EHC Receives CT Cultural Fund Operating Support Grant from CT Humanities
New Haven, CT (July 4, 2022) — Connecticut Humanities, the statewide, nonprofit affiliate of the National Endowment for the Humanities (NEH), has awarded the Ethnic Heritage Center a $5,400 CT Cultural Fund Operating Support Grant (CTCFOSG).
This grant, awarded earlier this year, has helped the EHC complete its fifth Walk New Haven: Cultural Heritage Tour, with a new book, brochure and website. It will also help the EHC societies to share their materials to a broader audience through its website and social media. This has been particularly important because of limitations imposed by the Covid epidemic over the last two years. The next step will involve securing additional funding to restore the position of Archivist to the EHC to enhance the availability of our important archives.

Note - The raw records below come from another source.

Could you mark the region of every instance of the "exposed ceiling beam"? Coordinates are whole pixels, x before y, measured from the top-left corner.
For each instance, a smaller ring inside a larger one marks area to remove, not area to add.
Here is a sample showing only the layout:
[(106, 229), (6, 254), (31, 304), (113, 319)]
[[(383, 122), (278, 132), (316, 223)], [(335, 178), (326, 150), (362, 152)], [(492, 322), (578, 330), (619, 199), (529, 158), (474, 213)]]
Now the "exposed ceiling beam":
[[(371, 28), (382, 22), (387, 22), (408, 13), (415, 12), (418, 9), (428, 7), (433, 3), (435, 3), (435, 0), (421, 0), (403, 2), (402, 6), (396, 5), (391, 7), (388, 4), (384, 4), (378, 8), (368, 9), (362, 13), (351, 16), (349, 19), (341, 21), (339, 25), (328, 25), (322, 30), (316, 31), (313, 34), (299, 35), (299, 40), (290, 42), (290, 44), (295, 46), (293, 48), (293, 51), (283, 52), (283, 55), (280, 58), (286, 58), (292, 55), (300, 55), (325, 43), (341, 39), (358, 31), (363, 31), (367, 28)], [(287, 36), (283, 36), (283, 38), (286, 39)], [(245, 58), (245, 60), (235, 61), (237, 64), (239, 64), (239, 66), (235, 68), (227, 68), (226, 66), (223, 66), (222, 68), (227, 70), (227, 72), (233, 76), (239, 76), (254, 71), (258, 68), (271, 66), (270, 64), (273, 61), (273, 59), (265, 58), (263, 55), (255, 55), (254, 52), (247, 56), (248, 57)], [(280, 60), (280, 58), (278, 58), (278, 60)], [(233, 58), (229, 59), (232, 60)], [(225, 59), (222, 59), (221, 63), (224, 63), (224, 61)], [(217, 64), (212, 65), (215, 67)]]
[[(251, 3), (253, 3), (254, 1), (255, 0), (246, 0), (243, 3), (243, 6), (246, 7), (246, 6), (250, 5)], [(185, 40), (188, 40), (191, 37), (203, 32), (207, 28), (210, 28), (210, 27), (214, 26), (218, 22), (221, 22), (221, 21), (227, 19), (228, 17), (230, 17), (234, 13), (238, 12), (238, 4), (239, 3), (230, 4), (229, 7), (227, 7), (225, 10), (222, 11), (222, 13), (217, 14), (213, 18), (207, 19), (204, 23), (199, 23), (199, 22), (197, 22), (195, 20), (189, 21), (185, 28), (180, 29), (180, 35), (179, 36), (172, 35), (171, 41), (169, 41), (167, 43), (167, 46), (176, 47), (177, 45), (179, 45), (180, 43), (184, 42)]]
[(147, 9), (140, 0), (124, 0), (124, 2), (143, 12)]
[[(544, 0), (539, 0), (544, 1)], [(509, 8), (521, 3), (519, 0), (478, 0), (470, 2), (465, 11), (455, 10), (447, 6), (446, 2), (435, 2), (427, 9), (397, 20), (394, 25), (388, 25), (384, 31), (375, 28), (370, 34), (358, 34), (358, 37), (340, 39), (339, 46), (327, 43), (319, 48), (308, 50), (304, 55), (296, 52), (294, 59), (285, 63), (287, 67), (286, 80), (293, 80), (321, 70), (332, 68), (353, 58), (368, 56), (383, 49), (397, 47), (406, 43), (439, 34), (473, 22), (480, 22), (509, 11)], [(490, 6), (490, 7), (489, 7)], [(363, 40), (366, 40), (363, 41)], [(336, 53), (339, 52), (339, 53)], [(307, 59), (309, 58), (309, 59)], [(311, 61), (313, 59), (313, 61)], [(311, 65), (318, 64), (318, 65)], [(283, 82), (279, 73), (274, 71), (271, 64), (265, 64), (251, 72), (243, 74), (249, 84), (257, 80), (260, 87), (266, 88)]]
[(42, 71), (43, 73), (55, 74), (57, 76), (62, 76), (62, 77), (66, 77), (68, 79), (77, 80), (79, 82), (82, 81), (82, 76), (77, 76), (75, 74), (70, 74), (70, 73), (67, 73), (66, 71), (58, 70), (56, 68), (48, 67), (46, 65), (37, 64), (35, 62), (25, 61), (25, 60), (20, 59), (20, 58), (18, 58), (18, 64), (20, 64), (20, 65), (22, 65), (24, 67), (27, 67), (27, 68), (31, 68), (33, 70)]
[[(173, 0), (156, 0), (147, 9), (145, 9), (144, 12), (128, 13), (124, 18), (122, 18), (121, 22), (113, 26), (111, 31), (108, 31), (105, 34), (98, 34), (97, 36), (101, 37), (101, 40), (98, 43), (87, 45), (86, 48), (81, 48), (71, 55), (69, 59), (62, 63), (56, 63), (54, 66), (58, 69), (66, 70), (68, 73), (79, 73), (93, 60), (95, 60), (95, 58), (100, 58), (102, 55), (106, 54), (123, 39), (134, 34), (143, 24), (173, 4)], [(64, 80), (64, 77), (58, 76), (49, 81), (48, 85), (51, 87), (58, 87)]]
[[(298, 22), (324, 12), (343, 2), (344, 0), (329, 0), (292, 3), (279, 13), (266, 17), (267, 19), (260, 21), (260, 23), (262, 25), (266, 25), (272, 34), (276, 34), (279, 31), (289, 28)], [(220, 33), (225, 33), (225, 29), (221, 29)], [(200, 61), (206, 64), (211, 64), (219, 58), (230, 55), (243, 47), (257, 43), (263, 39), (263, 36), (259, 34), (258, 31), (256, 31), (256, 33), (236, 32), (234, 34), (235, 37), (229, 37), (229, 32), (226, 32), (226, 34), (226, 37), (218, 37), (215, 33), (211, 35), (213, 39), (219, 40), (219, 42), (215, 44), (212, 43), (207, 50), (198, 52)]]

The recently completed tour is Grand Avenue, State to East Streets, 1830–1970.
The EHC selected this part of Grand Avenue closest to Downtown for a fifth Walk New Haven tour because of its rich cultural heritage. The tour includes the Artizan School for African-American children in the home of Sarah (Sally) Wilson, a meeting room for the first synagogue in CT, Congregation Mishkan Israel, and factories such as the New Haven Clock Company which employed many immigrant workers. Neighborhood institutions also included St. Patrick’s Church, and The Boys Club. Brick and wooden tenements lined the streets to provide worker housing. Many of the street’s clothing and furniture stores and theaters for entertainment had immigrant roots. Two businesses were owned by women in the 1940s: Lillian’s Paradise, a restaurant and jazz club started by African-American Lillian Benford Lumpkin, and The Terese Furniture Store, owned by Teresa DelPreto Falcigno. The stories of Urban Renewal, highway construction and movement to the suburbs in the 1960s are also part of this history.
Free brochures of all five self-guided tours are available from the EHC and throughout the area at hotels, transportation hubs, libraries, and visitor centers. The Walk New Haven website
(walknewhaven.org) contains additional information about each site, including videos of tour guides discussing some of the sites. Interested groups are welcome to pick up the brochures at the EHC, 270 Fitch Street by appointment. Books can be purchased through the Walk New Haven website or at Amazon.com and are for sale at the New Haven Museum and Atticus Books in New Haven. For more information, email walknewhaven@ethnicheritagecenter.org.
The Ethnic Heritage Center was one of 632 organizations in Connecticut that was awarded CT Cultural Fund support totaling more than $16.1M from CT Humanities. The CTCFOSG are part of $30.7M of support allocated to arts, humanities, and cultural nonprofits through CTH over the next two years by the CT General Assembly and approved by Governor Ned Lamont. The CTCFOSG will assist organizations as they recover from the pandemic and maintain and grow their ability to serve their community and the public.
About the Ethnic Heritage Center
The Ethnic Heritage Center (EHC) was founded in 1988 and has five member societies: the Jewish Historical Society of Greater New Haven, the Italian-American Historical Society of CT, the CT Ukrainian-American Historical Society, the CT Irish-American Historical Society and the Greater New Haven African-American Historical Society. The EHC has been located on the campus of Southern Connecticut State University since 1992. The EHC’s mission is to preserve and share the histories of the ethnic groups that have contributed to the vitality of the Greater New Haven community, promoting the values of human dignity and social justice.